Guys

Girl: So Natalie Portman is speaking tonight. I want to go.
Boy: What is it about?
Girl: Poverty, but who cares? It’s Natalie Portman.
Boy: Yeah, fuck poverty, she’s hot.

University
Berkeley, California

20-something girl looking at picture: Isn't he so hot with his nunchucks?”
20-something guy friend: Those are called “muttonchops.”

Bar
Connecticut

Guy: If you could put a moose and en elk in a wind tunnel, could you work out which one generates more lift better if they were the right way up or upside down?

London
England

Overheard by: Bemused

Hobo: You ever model?
Cute Asian guy: Uh, no.
Hobo: You should think about it. You have nice cheekbones.
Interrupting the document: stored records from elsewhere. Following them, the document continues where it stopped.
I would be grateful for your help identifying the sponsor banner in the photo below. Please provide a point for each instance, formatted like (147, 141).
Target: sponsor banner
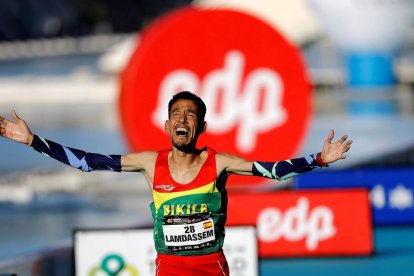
(391, 190)
(306, 223)
(244, 77)
(131, 252)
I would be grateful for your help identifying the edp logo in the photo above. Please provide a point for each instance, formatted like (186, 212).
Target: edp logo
(231, 101)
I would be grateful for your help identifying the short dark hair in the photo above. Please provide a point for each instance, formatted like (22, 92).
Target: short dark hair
(187, 95)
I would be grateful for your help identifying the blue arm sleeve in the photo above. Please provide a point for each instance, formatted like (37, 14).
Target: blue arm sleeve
(75, 158)
(288, 168)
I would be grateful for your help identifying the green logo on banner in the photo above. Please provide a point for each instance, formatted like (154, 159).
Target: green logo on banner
(111, 265)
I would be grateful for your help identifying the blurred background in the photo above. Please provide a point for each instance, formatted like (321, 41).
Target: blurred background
(60, 63)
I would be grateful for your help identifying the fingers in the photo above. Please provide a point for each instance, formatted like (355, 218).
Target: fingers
(330, 136)
(343, 139)
(14, 115)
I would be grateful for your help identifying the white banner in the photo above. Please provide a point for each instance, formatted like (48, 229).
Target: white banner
(131, 252)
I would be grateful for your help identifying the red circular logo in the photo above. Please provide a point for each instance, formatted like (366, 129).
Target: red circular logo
(253, 81)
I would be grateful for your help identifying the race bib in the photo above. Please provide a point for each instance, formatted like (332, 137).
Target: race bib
(191, 232)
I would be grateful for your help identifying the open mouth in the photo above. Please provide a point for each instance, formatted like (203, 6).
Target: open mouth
(182, 131)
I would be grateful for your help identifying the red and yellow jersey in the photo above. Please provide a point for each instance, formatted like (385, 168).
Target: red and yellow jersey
(189, 218)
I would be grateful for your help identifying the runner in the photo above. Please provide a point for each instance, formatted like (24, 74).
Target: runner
(189, 205)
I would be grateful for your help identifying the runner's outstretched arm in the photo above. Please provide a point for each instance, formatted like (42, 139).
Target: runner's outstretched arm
(19, 131)
(281, 170)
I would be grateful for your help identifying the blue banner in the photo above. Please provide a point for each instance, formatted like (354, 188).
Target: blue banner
(391, 190)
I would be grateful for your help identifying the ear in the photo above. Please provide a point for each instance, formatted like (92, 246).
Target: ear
(167, 126)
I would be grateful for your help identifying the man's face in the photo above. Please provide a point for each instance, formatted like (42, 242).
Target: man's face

But definitely go with an agency.
Cute Asian guy: Okay. (awkward pause)
Hobo: By the way, this is man-to-man. This isn't no gay shit!

Chicago, Illinois

Rednecks in pickup truck, driving past bus stop: Hey, pretty girl! Want a ride?
(pretty girl waiting for bus shakes her head, truck moves on)
Pretty girl, to male companion: So, is everyone here just really friendly, or what?
Male companion: No, they're creepy. Don't talk to them.

Highlandtown, Baltimore

Overheard by: tourist

Tattooed guy: I once tried to smoke Aloe vera.

Taste of India
Minneapolis, Minnesota

Schoolboy #1: I hear there's this law in America where if you're a guy you can marry your brother.
Schoolboy #2: That's wrong.
Schoolboy #1: Even if you're a dude!

Adelaide
Australia

Man wearing cargo pants, on day before Easter: So what's this foolishness about you guys being closed tomorrow?
YMCA staff member: Apparently, we're celebrating Easter.
Man wearing cargo pants: But you guys are pagan!

Naperville, Illinois

Overheard by: Lauren

Guy #1, about super tan waitress: Wow, she’s well done. I prefer medium-well.
Guy #2: Yeah, me, too. I like a little pink.

Lincoln, Nebraska

Overheard by: evh

Guy to girlfriend: Okay! I promise I won’t talk about the smell of your vagina ever again.